Dealing With A Portion Problem

Let's say you install a very tight portion control system with a POS feed, a sophisticated recipe model, weekly inventories and a complete purchasing history. After three weeks of fine tuning the recipe model, you realize your kitchen staff were given the wrong portion size for your most popular menu item.

Roughly one third of your customers choose this item as their entree. This entree uses a pricey meat which costs $15 per trimmed pound. Our current portion size is two thirds of a pound instead of the standard one half pound portion. We charge $25 per entree. We serve 120,000 annual covers. The $2.50 per cover variance has an annual unfavorable impact of $100,000. Should you immediately require the kitchen to cut the portion to the standard?

There are many issues involved in this decision. Obviously, your frequent diners have become accustomed to a more generous portion size. It is very likely they would perceive the difference if you reduced the portion at once. Local competition is a key factor. Option one is to do nothing at all.

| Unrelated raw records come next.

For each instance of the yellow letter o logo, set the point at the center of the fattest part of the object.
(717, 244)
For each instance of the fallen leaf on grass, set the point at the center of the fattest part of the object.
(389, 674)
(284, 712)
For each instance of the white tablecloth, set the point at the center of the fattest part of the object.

I would begin to correct the problem slowly. Make a new standard of 10 ounces. This is a small difference and you'll get 16 portions from 10 pounds trimmed. Currently, we use an extra 2/3 of a pound. You'll save this $10 for each 16 portions ($25,000 per year). Track the new standard closely and keep new menu price increases in line with your past policies. Always check local competition carefully before changing the price on a key item.

When the portion size is unchanged on a star menu item, price increases are less likely to impact customer perception. I would avoid decreasing the size and increasing the menu price simultaneously. Wait until your normal menu revision month to raise the price.